For multi-phase benchmarks, call run once per phase. A byte-sized input reports MB/s automatically:

let mut b = Benchmark { name: "zlib" };
b.input_size = Option::Some(data.len());  // → MB/s
let compressed = b.run("compress", || zlib_compress(&data));
let _ = b.run("decompress", || inflate_zlib(&compressed).unwrap());

Synopsis

let mut bench = Benchmark { name: "sum" };
bench.target_ms = 0;
let total = bench.run("1..=100", || {
    let mut n = 0;
    for let i of 1..=100 {
        n += i;
    }
    return n;
});
assert total == 5050;

Functions

pub fn format_rate(total_work: f64, elapsed_ns: u64, unit: String) -> String

Format a throughput figure: total_work units done over elapsed_ns nanoseconds, as a per-second rate. The byte unit ("B") renders with KB/MB/GB scaling; any other unit uses SI k/M/G prefixes. A zero elapsed time yields a 0.00 rate instead of dividing by zero.

Structs

pub struct Benchmark

A benchmark run. The driver prints a header on the first measurement, then a labeled line per run() phase reporting throughput (work per second) with the per-iteration time retained alongside it.

name: String

iterations: i32

Number of timed iterations. 0 (the default) auto-calibrates the iteration count so the timed loop runs for about target_ms milliseconds; the total elapsed time is then meaningless (~target_ms) so only the per-iteration figure and throughput are reported. Set a positive value to run a fixed iteration count instead.

target_ms: i32

Wall-clock budget in milliseconds for auto-calibration (used when iterations == 0). The loop grows the iteration count until the timed region reaches this duration. 0 runs exactly one iteration.

warmup: i32

Number of unmeasured warmup runs for fixed mode. -1 (the default) means "auto": 1 warmup if iterations >= 2, otherwise 0. Auto mode always performs one warmup before calibration.

input_size: Option<i32>

Optional input size in bytes, shown in the header (e.g. "631044 bytes"). When set and work_per_iter is unset, throughput is reported as a byte rate (MB/s).

work_per_iter: Option<f64>

Units of work performed per iteration, for the throughput figure. null (the default) means "auto": byte rate from input_size if it is set, otherwise iterations per second. Set this to report a custom work-rate (e.g. 5_000_000.0 conversions per iteration).

unit: String

Unit label for the throughput figure when work_per_iter is set (e.g. "conversions", "px", "numbers"). Ignored when throughput falls back to a byte rate or to ops/s.

pub fn run<T>(&mut self, label: String, mut f: fn mut() -> T) -> T with Stdout, MonotonicClock

Run a single phase and report its throughput.

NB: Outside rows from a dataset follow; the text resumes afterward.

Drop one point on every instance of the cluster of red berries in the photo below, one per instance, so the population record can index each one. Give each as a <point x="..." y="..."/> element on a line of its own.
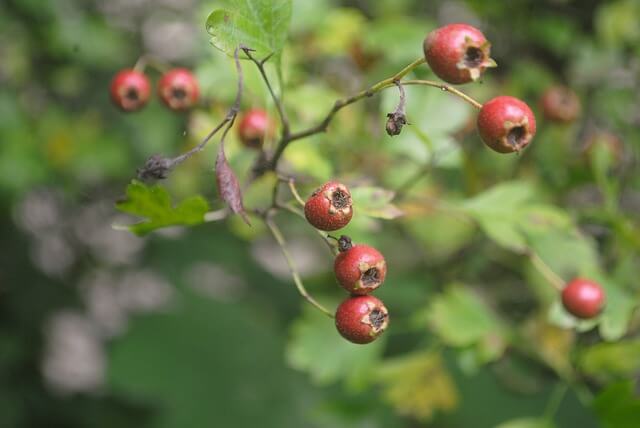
<point x="178" y="89"/>
<point x="460" y="53"/>
<point x="359" y="268"/>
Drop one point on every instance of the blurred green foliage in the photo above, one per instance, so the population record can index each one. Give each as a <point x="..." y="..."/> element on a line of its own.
<point x="202" y="326"/>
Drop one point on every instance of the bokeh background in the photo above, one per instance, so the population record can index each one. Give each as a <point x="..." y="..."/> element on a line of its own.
<point x="202" y="327"/>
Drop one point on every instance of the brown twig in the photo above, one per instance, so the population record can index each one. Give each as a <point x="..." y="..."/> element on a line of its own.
<point x="275" y="231"/>
<point x="279" y="106"/>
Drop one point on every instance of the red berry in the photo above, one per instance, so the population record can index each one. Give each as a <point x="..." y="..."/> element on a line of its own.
<point x="361" y="319"/>
<point x="560" y="104"/>
<point x="178" y="89"/>
<point x="457" y="53"/>
<point x="253" y="128"/>
<point x="329" y="207"/>
<point x="506" y="124"/>
<point x="583" y="298"/>
<point x="359" y="269"/>
<point x="130" y="90"/>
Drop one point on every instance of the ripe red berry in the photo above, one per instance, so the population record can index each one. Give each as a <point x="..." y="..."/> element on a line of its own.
<point x="457" y="53"/>
<point x="178" y="89"/>
<point x="361" y="319"/>
<point x="583" y="298"/>
<point x="329" y="207"/>
<point x="253" y="128"/>
<point x="130" y="90"/>
<point x="506" y="124"/>
<point x="359" y="269"/>
<point x="560" y="104"/>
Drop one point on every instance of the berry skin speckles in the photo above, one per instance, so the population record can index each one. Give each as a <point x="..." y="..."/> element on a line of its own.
<point x="253" y="128"/>
<point x="359" y="269"/>
<point x="329" y="207"/>
<point x="583" y="298"/>
<point x="361" y="319"/>
<point x="506" y="124"/>
<point x="130" y="90"/>
<point x="458" y="53"/>
<point x="178" y="89"/>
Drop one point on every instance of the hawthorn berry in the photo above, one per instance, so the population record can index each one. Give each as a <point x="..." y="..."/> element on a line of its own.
<point x="506" y="124"/>
<point x="560" y="104"/>
<point x="359" y="269"/>
<point x="130" y="90"/>
<point x="583" y="298"/>
<point x="329" y="207"/>
<point x="457" y="53"/>
<point x="178" y="89"/>
<point x="361" y="319"/>
<point x="253" y="128"/>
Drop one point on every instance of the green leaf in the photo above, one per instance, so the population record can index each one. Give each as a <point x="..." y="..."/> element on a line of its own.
<point x="312" y="335"/>
<point x="527" y="423"/>
<point x="375" y="202"/>
<point x="417" y="384"/>
<point x="618" y="406"/>
<point x="609" y="361"/>
<point x="461" y="319"/>
<point x="154" y="203"/>
<point x="261" y="25"/>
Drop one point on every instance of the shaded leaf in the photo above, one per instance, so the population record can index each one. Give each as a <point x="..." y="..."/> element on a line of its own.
<point x="154" y="203"/>
<point x="460" y="318"/>
<point x="375" y="202"/>
<point x="312" y="335"/>
<point x="417" y="385"/>
<point x="608" y="361"/>
<point x="228" y="186"/>
<point x="527" y="423"/>
<point x="262" y="25"/>
<point x="618" y="406"/>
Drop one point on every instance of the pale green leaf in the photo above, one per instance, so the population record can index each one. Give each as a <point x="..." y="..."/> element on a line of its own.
<point x="154" y="204"/>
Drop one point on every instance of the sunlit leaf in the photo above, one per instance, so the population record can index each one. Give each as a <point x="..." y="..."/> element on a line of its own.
<point x="527" y="423"/>
<point x="608" y="361"/>
<point x="375" y="202"/>
<point x="261" y="25"/>
<point x="317" y="348"/>
<point x="154" y="204"/>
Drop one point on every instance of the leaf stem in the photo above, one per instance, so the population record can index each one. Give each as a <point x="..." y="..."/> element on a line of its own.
<point x="548" y="273"/>
<point x="279" y="106"/>
<point x="275" y="231"/>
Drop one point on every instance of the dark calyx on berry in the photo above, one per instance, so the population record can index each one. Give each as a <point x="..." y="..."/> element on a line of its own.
<point x="377" y="318"/>
<point x="370" y="277"/>
<point x="132" y="94"/>
<point x="517" y="137"/>
<point x="473" y="57"/>
<point x="340" y="199"/>
<point x="344" y="243"/>
<point x="179" y="93"/>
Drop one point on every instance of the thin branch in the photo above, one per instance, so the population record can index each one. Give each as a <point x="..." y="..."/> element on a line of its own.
<point x="216" y="215"/>
<point x="548" y="273"/>
<point x="340" y="104"/>
<point x="279" y="106"/>
<point x="446" y="88"/>
<point x="292" y="267"/>
<point x="158" y="167"/>
<point x="294" y="191"/>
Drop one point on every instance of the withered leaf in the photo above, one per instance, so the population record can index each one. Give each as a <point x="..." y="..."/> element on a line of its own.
<point x="228" y="186"/>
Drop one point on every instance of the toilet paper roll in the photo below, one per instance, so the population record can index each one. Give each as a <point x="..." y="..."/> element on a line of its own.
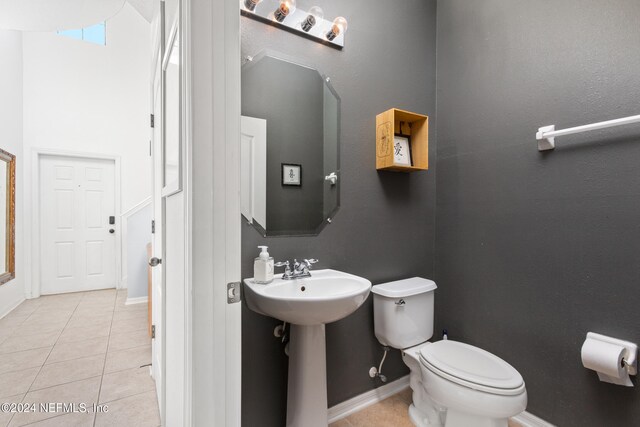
<point x="606" y="359"/>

In auto mode (iterations == 0) the iteration count is calibrated so the timed loop runs for about target_ms milliseconds. In fixed mode (iterations > 0) it performs warmup unmeasured runs (the -1 default auto-derives to 1 when iterations >= 2, otherwise 0) then exactly iterations timed runs. Prints the header on first call. Returns the final timed iteration's value.

label may be empty for an unlabeled single-phase benchmark.

pub fn println(&mut self, msg: String) with Stdout

Print an indented note line. Useful for accumulator values or final counts alongside the timing output.